The shortfall is covered by the fees from international students but the pandemic has raised concerns that their numbers will fall significantly, exacerbating financial problems caused by the current lockdown.

Those problems were outlined in stark terms on Friday at the Scottish Parliament, when the Education Committee was told the financial situation was “dire” and an “existential threat” to some institutions unless there is more help from both the UK and Scottish governments.

Income at Edinburgh University alone could drop by up to £150m, according to Principal Peter Mathieson, with much of the fall caused by fewer students from outside Europe whose tuition fees can up be to £30,000 per year.

It is not yet known how great the fall will be but anything between a 25% drop and a complete collapse has been suggested.

Professor Mathieson said all universities were now looking at their “future size and shape” as a result.

“Obviously, if we are receiving a smaller number of students and many more of our staff are working from home – which I do anticipate will continue to be the case for some time to come – then we may not need the scale of buildings and facilities that we originally thought we needed,” he said.

It certainly looks as though the first term of the new academic year, which begins in the autumn, will look very different from the pre-pandemic past.

Most institutions are planning to open on, or as near as possible to, their original start date but Universities Scotland said it was “looking increasingly likely” that much of the first term would be taught online.

“Student safety has to come first,” the spokeswoman said. “At the moment it feels unlikely there will be a large scale return to campus come September and October.

“Traditionally student communities have students coming from all over the world and who are mixing in close proximity. That poses a huge number of challenges to be managed.
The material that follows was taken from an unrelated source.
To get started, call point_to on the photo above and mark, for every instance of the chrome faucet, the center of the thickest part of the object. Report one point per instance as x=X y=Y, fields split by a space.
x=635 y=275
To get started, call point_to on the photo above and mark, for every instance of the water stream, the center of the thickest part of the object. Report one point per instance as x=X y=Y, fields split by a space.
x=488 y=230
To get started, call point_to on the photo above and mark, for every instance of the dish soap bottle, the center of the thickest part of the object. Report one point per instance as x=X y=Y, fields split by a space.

“There are not a lot of definites at the moment which is very difficult for everyone but it looks like some students will have to be started on online learning.
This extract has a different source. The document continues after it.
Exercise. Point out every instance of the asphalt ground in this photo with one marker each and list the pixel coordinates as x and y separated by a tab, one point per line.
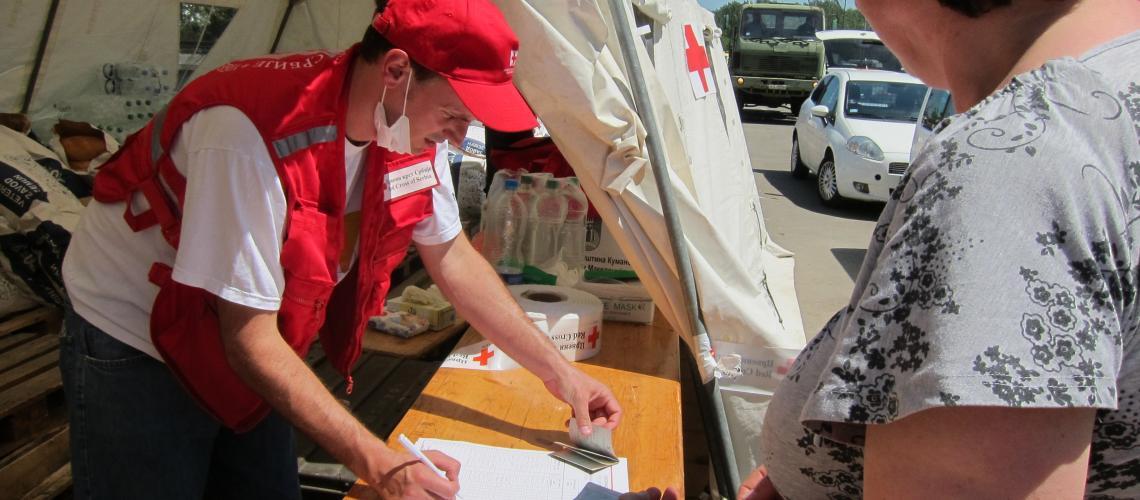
829	243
She added: “It is increasingly likely that term one will be online and we will hopefully return to more traditional models from term two. But that could change over the coming weeks as we are getting new intelligence all the time.”
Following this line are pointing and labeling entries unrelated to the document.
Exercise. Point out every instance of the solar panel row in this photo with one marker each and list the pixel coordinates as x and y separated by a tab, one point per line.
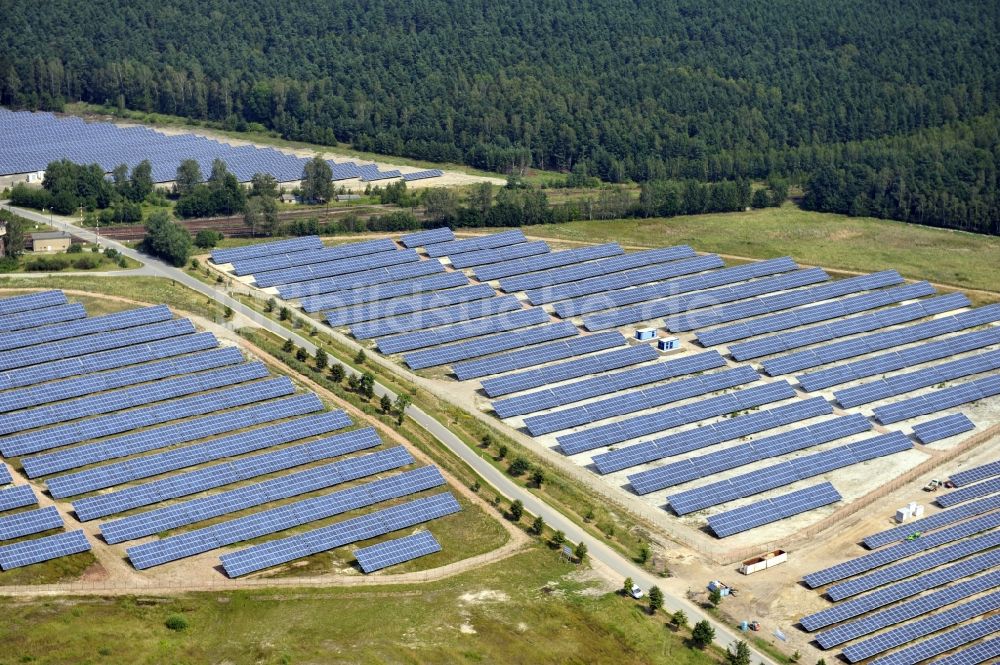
890	594
899	384
522	358
150	439
943	427
95	362
667	306
907	548
125	398
231	254
385	291
781	301
498	255
396	551
880	341
938	400
453	247
400	306
250	496
596	268
785	473
893	360
605	384
624	279
288	260
283	517
620	405
498	323
428	237
336	535
602	362
443	355
804	316
709	434
39	317
336	268
734	457
657	292
361	279
636	426
546	261
209	477
432	318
Freshers’ Week – that important rite of passage and introduction to university life for first year students – also looks like being mainly online.

“A lot of institutions are still planning for a multi-day welcome but it will be online. It is going to feel very different but it is still very necessary,” said the spokeswoman.

In their report to the education committee on Friday, Universities Scotland said it was clear the scale of the financial challenge was greater than the Scottish Government could meet from its existing budget and universities would need “decisive and strategic action” from both the Scottish and UK governments to get them through the crisis.

The report welcomed the Scottish Government’s “early, direct and frequent engagement” with universities to understand and address the challenges caused by the pandemic but said help was needed before they reached a “cliff-edge financial scenario”.

“Universities’ position as publicly funded organisations, but which are heavily dependent on income-

generating activity and rest of UK and international student income to subsidise the undergraduate teaching of Scottish/EU students and research, has left them hugely exposed to the economic impact of Covid-19,” said the report.

It warned there could also be a fall in the rest of UK (rUK) student recruitment for the 2020 intake in Scottish institutions. In 2018/19, there were 5455 full-time, first degree entrants to Scotland’s universities from England, Wales and Northern Ireland.

The report said that although applications were strong prior to lockdown and institutions remain engaged with offer holders, there could still be high rates of deferrals.

“rUK applicants may decide to stay close to home, and the student number controls introduced in England (designed to stabilise the market there) may impact recruitment in Scotland,” said the report.

It added that there would be no quick recovery for higher education finances.

“Any loss of undergraduate international student intake in 2020/21 creates a lost cohort, in effect, which means a four/five-year cumulative loss of revenue,” the report said.